Multi-phase computed tomography (CT) has been widely used for the preoperative diagnosis of kidney cancer due to its non-invasive nature and ability to characterize renal lesions. However, since enhancement patterns of renal lesions across CT phases are different even for the same lesion type, the visual assessment by radiologists suffers from inter-observer variability in clinical practice. Although deep learning-based approaches have been recently explored for differential diagnosis of kidney cancer, they do not explicitly model the relationships between CT phases in the network design, limiting the diagnostic performance. In this paper, we propose a novel lesion-aware cross-phase attention network (LACPANet) that can effectively capture temporal dependencies of renal lesions across CT phases to accurately classify the lesions into five major pathological subtypes from time-series multi-phase CT images. We introduce a 3D inter-phase lesion-aware attention mechanism to learn effective 3D lesion features that are used to estimate attention weights describing the inter-phase relations of the enhancement patterns. We also present a multi-scale attention scheme to capture and aggregate temporal patterns of lesion features at different spatial scales for further improvement. Extensive experiments on multi-phase CT scans of kidney cancer patients from the collected dataset demonstrate that our LACPANet outperforms state-of-the-art approaches in diagnostic accuracy.

Paper Structure

This paper contains 18 sections, 7 equations, 5 figures, 7 tables.

Figures (5)

  • Figure 1: Sample of five subtypes of renal tumors in multi-phase CT scans. In each row, CT images of the corresponding subtype over multiple phases are shown. The tumor area is indicated by the red arrow in the delayed phase.
  • Figure 2: Overall framework of our LACPANet. Given multi-phase CT $\mathcal{I}$, 3D CNN-based segmentation network predicts a lesion segmentation map $\hat{s}_{i}$ for each phase $I_i$. Then, lesion-level feature embedding (bottom left) is performed to produce lesion representations for each phase, i.e., query $Q$, key $K$, and value $V$. These embeddings are fed to the cross-phase attention module (bottom right) to capture inter-phase dependencies of lesion features with the help of phase embedding $P$. Here, only the single-scale process of lesion-level feature embedding was described for brevity. Finally, the output feature of cross-phase attention $F_{out}$ is fed to FFN to obtain the cancer subtype prediction.
  • Figure 3: Multi-scale attention scheme. We use both low-level and high-level features produced by 3D CNNs to compute inter-phase attention.

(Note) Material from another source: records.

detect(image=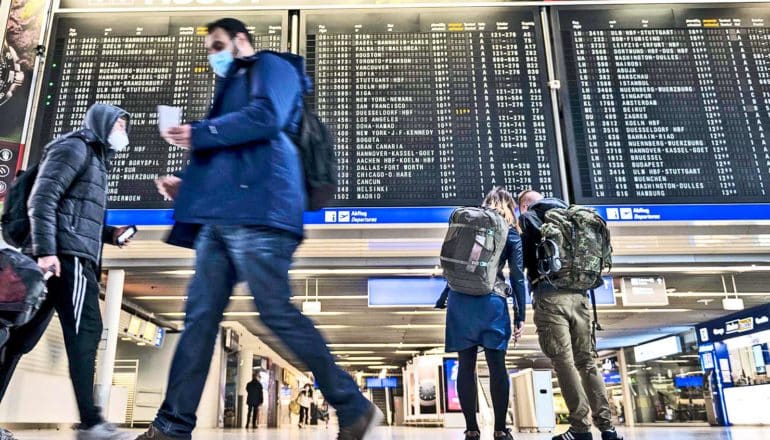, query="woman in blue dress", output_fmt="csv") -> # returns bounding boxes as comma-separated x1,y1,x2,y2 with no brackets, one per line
438,187,526,440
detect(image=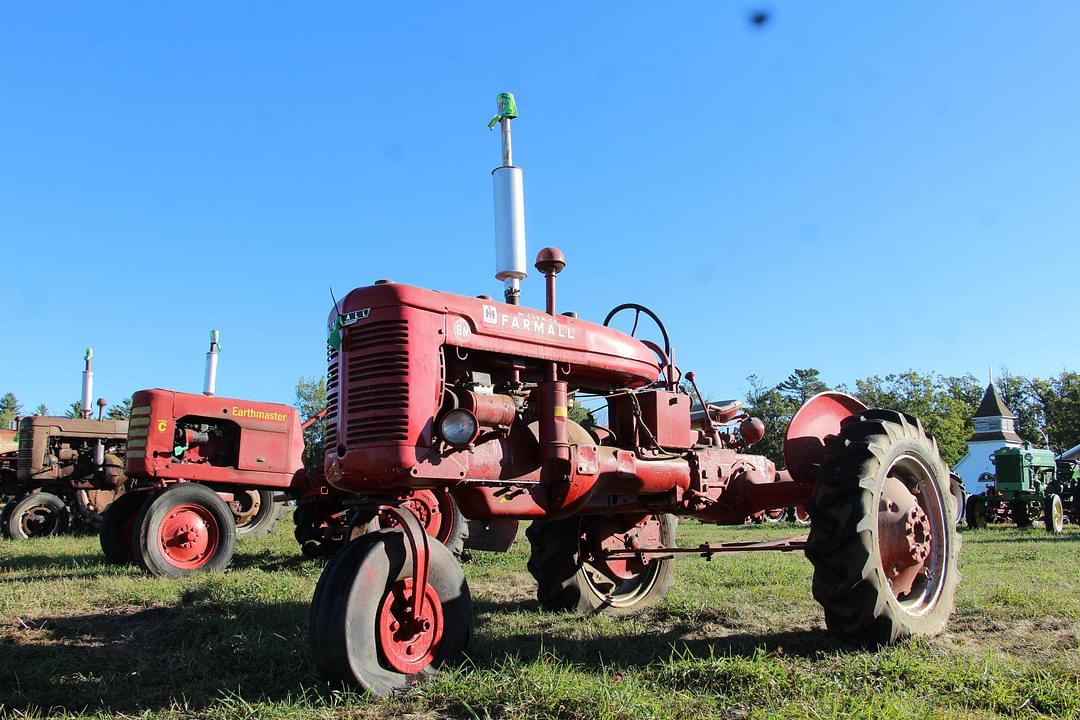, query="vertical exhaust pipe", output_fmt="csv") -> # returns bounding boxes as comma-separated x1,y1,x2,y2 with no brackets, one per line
79,348,94,419
487,93,527,305
203,330,221,395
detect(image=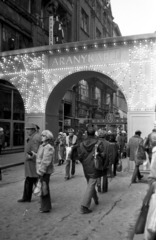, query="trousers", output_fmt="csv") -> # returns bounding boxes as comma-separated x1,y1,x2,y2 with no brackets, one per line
97,169,108,192
23,177,38,201
81,178,98,208
40,174,52,212
131,164,141,183
65,159,76,178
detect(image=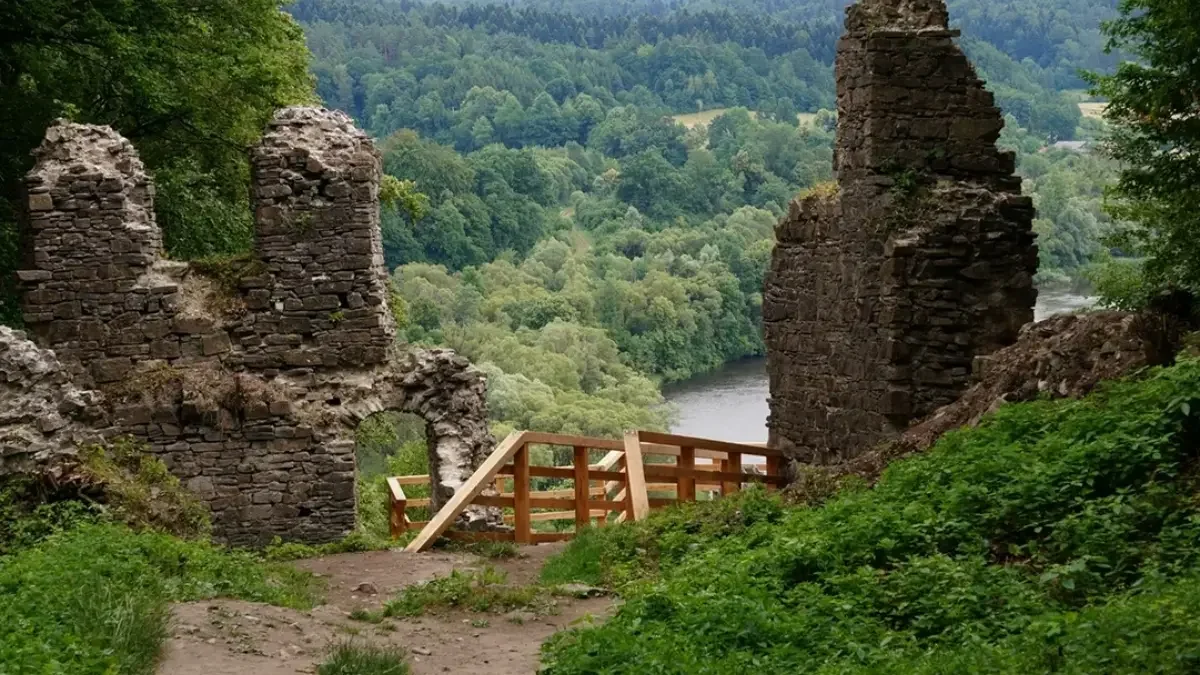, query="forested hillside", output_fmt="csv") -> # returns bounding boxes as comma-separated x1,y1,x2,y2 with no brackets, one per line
0,0,1116,434
280,0,1115,434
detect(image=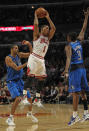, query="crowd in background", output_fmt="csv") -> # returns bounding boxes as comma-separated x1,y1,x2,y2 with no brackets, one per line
0,40,89,104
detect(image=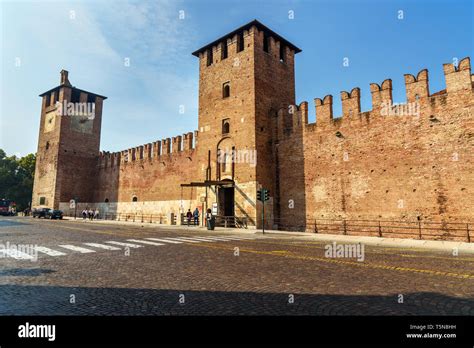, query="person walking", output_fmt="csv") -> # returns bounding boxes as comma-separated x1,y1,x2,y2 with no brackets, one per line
206,209,214,230
193,207,199,226
186,209,193,227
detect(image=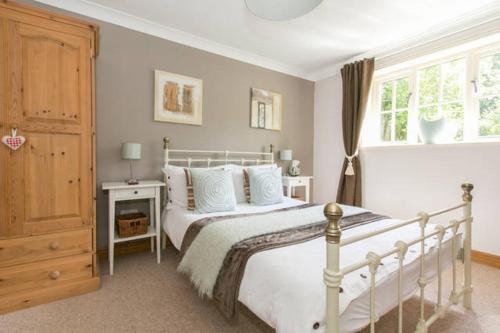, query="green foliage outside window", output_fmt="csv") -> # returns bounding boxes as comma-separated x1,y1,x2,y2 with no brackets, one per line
479,53,500,136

The multi-scale lesion-level embeddings are obtained with the 3D features and the segmentation maps at the corresponding scales. These feature embeddings are then added by learnable phase embeddings at multiple scales.
  • Figure 4: Illustration of the 3D multi-phase baseline network.
  • Figure 5: Visualization of low-level and high-level inter-phase attention matrices ($A^{low}, A^{high}$) extracted by our LACPANet for cancer subtype classification on test data. The first row shows the case of patients with oncocytoma. For this case, the baseline (3D multi-phase baseline) misclassifies the cancer subtype label as ccRCC, while our proposed LACPANet correctly classifies the subtype as oncocytoma. The second row shows the AML subtype case, and for this case, the baseline misclassifies the cancer label as chRCC, while our model makes the correct classification. The last row represents the results for the ccRCC case. The baseline wrongly predicts the cancer subtype as chRCC, while our method classifies the cancer subtype correctly from the input CT scan. In each row, input four-phase CT images, including non-contrast, arterial, portal, and delayed phases, are shown on the left, and the low- and high-level attention matrices obtained from our LACPANet are shown on the right. We show the representative slices of CT scans for visualization, and the tumor regions are zoomed-in (yellow) on each phase. The attention value for each query-key pair is displayed on the matrix.